Imagine for a moment that you were a point in multidimensional space, and your nearby neighbors in this space are people that share your preferences for restaurants, bars, and clubs. In this model, a bar you like is very near to you (e.g., by a Euclidean metric), while some place you hate is far away.
This model rules Yelp. A review on yelp is a measurement of the distance between the reviewer and the reviewed. The review will be favorable if and only if the reviewer is nearby the reviewed in the model.
A restaurant (e.g., Bite) gets good reviews because the people that review it know or can guess, before they go there, that they will like it.

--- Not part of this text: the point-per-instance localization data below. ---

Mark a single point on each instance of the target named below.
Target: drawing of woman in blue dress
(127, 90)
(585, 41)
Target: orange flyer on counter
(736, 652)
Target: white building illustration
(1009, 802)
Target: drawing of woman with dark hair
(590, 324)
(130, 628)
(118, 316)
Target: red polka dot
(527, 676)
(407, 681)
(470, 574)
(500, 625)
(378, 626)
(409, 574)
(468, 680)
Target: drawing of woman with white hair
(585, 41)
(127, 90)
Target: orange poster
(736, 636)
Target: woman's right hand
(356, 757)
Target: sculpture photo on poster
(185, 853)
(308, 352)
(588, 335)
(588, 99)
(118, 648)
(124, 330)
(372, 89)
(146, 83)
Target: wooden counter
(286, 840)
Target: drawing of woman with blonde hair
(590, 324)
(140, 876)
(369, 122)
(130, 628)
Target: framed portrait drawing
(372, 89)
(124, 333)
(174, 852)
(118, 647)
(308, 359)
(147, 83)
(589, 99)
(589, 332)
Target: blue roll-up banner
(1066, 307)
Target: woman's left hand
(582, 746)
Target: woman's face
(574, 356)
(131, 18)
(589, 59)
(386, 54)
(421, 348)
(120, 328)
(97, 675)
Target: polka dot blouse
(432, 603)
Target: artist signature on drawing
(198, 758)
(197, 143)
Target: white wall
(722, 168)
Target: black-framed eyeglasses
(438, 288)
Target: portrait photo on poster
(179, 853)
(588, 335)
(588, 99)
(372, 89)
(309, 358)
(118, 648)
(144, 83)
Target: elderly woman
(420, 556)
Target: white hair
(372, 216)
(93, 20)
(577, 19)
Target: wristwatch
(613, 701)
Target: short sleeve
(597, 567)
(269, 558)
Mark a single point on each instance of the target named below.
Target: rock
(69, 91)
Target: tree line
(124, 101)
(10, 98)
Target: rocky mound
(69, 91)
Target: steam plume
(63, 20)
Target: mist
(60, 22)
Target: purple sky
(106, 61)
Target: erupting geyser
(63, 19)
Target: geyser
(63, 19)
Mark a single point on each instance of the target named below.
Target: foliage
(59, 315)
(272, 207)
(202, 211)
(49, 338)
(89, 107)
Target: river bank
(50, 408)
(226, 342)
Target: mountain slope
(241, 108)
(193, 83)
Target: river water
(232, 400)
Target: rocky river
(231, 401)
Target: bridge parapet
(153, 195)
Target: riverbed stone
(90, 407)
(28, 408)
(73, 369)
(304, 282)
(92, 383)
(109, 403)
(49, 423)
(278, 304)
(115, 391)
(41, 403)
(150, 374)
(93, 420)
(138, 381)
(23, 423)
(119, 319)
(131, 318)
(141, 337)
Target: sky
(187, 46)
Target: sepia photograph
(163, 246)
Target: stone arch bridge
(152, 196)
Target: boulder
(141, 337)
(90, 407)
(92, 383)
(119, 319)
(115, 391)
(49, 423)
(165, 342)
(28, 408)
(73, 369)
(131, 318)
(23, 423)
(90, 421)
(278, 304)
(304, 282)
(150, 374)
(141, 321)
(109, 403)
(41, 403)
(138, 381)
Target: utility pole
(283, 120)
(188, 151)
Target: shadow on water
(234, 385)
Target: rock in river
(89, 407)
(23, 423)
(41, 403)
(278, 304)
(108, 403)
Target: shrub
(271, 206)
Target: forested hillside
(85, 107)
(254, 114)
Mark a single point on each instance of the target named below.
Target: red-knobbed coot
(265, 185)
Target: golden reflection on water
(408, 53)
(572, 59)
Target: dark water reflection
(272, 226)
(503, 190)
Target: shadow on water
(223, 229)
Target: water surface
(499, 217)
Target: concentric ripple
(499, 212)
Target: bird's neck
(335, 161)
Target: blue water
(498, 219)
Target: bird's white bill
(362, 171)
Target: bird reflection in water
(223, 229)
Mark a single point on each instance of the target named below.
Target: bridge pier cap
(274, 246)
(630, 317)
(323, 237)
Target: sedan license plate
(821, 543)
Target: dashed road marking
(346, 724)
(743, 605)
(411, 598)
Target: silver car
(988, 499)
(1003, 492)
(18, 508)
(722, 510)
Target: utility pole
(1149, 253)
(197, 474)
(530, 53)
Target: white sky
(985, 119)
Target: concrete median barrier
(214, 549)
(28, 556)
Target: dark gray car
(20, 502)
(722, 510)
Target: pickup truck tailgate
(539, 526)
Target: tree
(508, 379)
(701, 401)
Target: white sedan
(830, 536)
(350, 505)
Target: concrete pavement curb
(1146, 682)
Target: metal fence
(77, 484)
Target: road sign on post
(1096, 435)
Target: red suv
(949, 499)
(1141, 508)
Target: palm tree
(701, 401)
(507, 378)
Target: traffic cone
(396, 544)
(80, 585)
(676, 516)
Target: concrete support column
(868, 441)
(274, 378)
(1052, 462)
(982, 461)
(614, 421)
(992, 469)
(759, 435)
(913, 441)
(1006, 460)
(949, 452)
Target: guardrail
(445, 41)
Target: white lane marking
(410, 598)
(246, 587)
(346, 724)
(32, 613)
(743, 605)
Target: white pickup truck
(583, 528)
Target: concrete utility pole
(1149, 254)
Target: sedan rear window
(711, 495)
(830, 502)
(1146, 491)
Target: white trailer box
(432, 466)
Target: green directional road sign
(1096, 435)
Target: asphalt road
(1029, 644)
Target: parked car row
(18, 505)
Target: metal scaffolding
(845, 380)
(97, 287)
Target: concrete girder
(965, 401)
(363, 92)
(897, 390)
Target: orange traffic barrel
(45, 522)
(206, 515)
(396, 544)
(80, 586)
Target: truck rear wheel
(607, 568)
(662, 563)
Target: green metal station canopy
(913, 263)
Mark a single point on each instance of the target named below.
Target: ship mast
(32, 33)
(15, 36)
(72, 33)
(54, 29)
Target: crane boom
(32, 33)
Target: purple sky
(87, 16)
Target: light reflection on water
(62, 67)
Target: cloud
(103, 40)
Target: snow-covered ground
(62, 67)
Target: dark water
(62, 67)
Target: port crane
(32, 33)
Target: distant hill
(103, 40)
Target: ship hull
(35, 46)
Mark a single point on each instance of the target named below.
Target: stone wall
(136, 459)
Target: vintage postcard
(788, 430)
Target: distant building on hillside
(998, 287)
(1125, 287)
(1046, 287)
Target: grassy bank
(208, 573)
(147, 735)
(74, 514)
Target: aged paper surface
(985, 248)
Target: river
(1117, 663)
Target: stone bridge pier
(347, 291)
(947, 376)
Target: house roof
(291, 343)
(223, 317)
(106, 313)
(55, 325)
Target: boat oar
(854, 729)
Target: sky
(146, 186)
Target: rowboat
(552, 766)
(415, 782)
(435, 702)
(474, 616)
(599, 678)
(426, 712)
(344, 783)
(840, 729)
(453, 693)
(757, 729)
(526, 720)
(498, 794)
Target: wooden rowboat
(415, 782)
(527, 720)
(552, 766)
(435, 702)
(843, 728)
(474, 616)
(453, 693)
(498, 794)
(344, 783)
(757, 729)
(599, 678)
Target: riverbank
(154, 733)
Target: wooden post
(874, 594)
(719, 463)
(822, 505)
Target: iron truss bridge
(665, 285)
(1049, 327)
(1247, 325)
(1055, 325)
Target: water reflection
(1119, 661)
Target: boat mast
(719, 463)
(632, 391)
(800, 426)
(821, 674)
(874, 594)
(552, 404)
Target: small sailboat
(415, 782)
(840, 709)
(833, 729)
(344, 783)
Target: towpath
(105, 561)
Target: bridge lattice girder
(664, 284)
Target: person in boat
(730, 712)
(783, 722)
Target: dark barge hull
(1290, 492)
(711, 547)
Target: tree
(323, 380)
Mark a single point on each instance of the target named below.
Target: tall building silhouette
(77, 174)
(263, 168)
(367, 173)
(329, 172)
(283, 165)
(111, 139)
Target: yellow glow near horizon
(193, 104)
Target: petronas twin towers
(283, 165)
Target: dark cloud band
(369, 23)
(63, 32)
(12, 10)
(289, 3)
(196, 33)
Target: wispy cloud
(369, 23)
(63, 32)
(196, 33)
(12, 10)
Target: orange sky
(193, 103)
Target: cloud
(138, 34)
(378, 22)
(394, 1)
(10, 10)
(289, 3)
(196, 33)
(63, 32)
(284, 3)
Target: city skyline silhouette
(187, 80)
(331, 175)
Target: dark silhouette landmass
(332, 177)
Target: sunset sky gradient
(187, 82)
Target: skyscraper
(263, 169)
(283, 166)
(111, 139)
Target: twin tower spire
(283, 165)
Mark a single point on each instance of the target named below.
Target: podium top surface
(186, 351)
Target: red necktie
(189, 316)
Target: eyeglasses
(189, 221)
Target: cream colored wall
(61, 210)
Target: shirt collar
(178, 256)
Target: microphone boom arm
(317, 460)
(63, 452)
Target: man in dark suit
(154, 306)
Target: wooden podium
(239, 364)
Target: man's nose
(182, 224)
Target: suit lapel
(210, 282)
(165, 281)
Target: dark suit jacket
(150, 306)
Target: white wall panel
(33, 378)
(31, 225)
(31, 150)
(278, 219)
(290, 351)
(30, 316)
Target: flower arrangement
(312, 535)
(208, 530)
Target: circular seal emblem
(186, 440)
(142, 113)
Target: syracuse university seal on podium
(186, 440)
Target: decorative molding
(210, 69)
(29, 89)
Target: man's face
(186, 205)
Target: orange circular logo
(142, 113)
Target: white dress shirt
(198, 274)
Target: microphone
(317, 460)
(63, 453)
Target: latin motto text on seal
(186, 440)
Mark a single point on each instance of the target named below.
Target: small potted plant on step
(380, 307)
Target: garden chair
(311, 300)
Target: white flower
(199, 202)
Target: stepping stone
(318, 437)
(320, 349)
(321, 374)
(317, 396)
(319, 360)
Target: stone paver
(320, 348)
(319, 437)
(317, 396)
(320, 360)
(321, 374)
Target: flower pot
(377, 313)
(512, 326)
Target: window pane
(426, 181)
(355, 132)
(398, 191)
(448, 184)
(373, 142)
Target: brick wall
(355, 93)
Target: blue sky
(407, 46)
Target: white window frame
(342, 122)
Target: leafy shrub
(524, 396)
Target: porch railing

If they didn't, the place wouldn't have such stellar reviews.
So why do some places get terrible reviews? I see cases that would cause this. First, if a new nightclub (e.g., Universal) is still "figuring itself out," it might attract a lot of people expecting one thing and getting another. In other words, they are not near the place in the model, but they visit it anyway because they think they might. Likely, because the place is so new, many people are testing it out, so you can expect the reviews to be unfavorable, even by the people who are supposed to like it, because the presence of outsiders ruins the whole experience.
In another case, a super-exclusive bar might only cater to a very narrow range of clientele. In other words, you have to be unusually close to this bar in the model in order to like it. Perhaps it only supports one or two cliques of regulars, and everyone else is shunned.
In this example, the radii correspond to the ability of a bar or restaurant to support a wide or narrow section of people.